What is and what could’ve been?

Unfortunately, IEEE 802.11b simply did not sound sexy. Because of that, WECA hired an actual branding company to help them figure out what to call the standard. Here are a few of the possibilities that did not make it:

DragonFly
Torchlight
Elevate
Kinect

The one that stuck was Wi-Fi. Not only did it stick, but it was trademarked. To protect that trademark WECA became the Wi-Fi Alliance. Notice that the official and trademarked term is “Wi-Fi.” It’s not WiFi, Wifi, or wifi.

Wi-Fi is the official way to spell it, and that is how you see it on products with the Wi-Fi certification logo. However, it’s perfectly fine to use it as WiFi or Wifi if you want. After all, doing it that way avoids using a registered trademark.

Why it’s nonsense…

If you know anything about branding, you will know that a name doesn’t technically have to mean anything. It is more about how the word makes you feel or what kind of images it invokes.

Wi-Fi is a nonsense word. It does not mean anything at all. It just sounds like it means something. But there is a definite reason why it does.

Why people think it’s wireless fidelity, or, why it’s not nonsense

One of the things that Wi-Fi sounds like is Hi-Fi, which is high fidelity. While the similarities are on purpose, there is something to be said for the comparison.

If you were around at any point during the 60s up until the 90s, you probably remember the term Hi-Fi going around quite a lot. It referred to high quality sound.

The word became quite ubiquitous as a marketing term. You would hear about Hi-Fi stereos, and Hi-Fi sound. Note that one of the definitions for the word fidelity is “The degree of exactness with which something is copied or reproduced.”

Hi-Fi is still in use today. In fact, it became so common to use the word that people also use it to refer to things that have nothing to do with audio quality. So using Wi-Fi made sense. And that is why many people assumed that it stood for wireless fidelity.

A standard for a standard

The Wi-Fi Alliance didn’t tell people otherwise neither. They went all-in with the wireless fidelity thing, and even used it to advertise the standard. You may even have seen one of the official logos that say “The Standard for Wireless Fidelity.”

But that was just something they came up with for branding purposes. If you really think of that slogan, you will see that it’s nonsense as well. Wireless fidelity is not really a “thing.” And 802.11b is a standard. So that slogan is like saying “A Standard for a Standard.”
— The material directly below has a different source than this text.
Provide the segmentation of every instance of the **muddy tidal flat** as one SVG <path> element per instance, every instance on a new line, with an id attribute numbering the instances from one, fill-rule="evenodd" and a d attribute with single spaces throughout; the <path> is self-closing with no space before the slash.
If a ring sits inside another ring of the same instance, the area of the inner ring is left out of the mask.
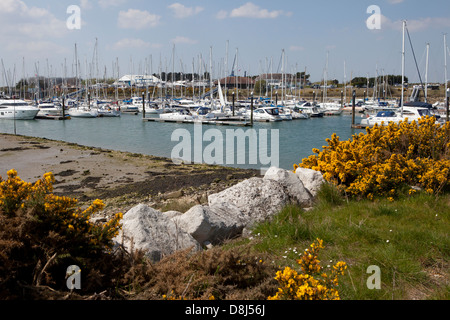
<path id="1" fill-rule="evenodd" d="M 52 172 L 56 195 L 77 198 L 81 205 L 101 199 L 105 216 L 125 213 L 139 203 L 185 212 L 207 204 L 208 194 L 260 174 L 203 164 L 176 165 L 167 158 L 0 134 L 0 176 L 5 179 L 10 169 L 27 182 Z"/>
Since the creators of Wi-Fi themselves took to the term “wireless fidelity,” it’s not absolutely wrong to say that is what Wi-Fi stands for. Notice that the Wi-Fi Alliance has not gone out of its way to correct anyone on the subject.
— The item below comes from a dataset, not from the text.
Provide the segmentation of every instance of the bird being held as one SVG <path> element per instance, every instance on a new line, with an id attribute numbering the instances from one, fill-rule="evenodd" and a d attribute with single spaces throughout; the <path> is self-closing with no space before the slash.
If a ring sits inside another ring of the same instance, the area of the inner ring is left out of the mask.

Why Does Any of This Matter?

All of this matters for many reasons. There are several lessons to learn from the creation of “Wi-Fi” as a recognizable brand. Consider all of the standards out there; all the technological schemes. There are tons of them, and people use them every day.

Many of them, people would not recognize at all if they saw the logo or name. They would not trust some of them. They would not use or adopt them. You probably know many by their name brand thanks to an effort to market these standards to you.

For example, you may not know completely how USB works, or how many different kinds of USB specification there are. But you know when you see that trademarked USB logo that you can plug your device in. Wi-Fi is kind of like that.

The Wi-Fi brand

As a brand name, it is recognizable. If you see it on box, you automatically know that the product in question can utilize Wi-Fi connectivity. Keep in mind that the Wi-Fi standard is all about interoperability. The Wi-Fi Alliance is all about making that interoperability possible through certification and compliance.

If you see the official Wi-Fi logo somewhere, you know you can connect your Wi-Fi enabled device. You know you can do it without a complex setup and without needing to know the nuts-and-bolts of how all this complex technology manages to talk to each other.

That brand recognition, and the company behind it has done its job well. So, what does WiFi stand for? Well, it stands for both nothing and everything. What it really stands for is interoperability and the ability to simply and easily connect.